Bread is a bit stodgy too imo for the start of weaning. I would reintroduce toast a bit further down the line.

LaurieMarlow Tue 19-Jul-16 15:19:00

You'll get so used to gagging, you won't even believe. wink

The biggest thing to get your head around is that gagging is not choking - and the difference is startling.

Some foods are much more chokeable than others. I seem to remember googling a list of the worst offenders and being particularly vigilant with those.

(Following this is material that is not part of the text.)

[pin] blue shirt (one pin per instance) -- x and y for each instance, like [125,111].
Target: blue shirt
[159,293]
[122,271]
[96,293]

DameDiazepamTheDramaQueen Tue 19-Jul-16 15:22:18

Toast? Really? Try avocado and banana

Could you sound any more sanctimonious? Really? Try suggesting things without sounding so sniffy.

Nothing wrong with some puree OP if your nerves can't take it and work up to toast later on smile

SouperSal Tue 19-Jul-16 19:30:52

Gosh, so much angst over something so simple!

DD just ate off our plates from about 5.5 months. Including big chunky pub chips, pheasant (off DH's plate), steak, sticky toffee pudding, toast with all manner of toppings. If she could hold it she tried eating it. We never cut anything into small bits. She gagged occasionally but never came close to choking.

SouperSal Tue 19-Jul-16 19:32:08

She had marmite toast fingers on her 6 month birthday. And jelly and blancmange fingers smile

SouperSal Tue 19-Jul-16 19:32:24

I didn't think rice cakes were advised for babies and children now.

Macdaddylonglegs Tue 19-Jul-16 20:41:49

Sounds like your dd took to BLW really well Soupersal, which is great. I tried again for dinner and in the space of 2 mins he gagged about 10 times! I definitely feel more relaxed about it though, as he seems pretty good at this gagging malarkey!!! I guess it will just take him a bit of time to get used to this eating business!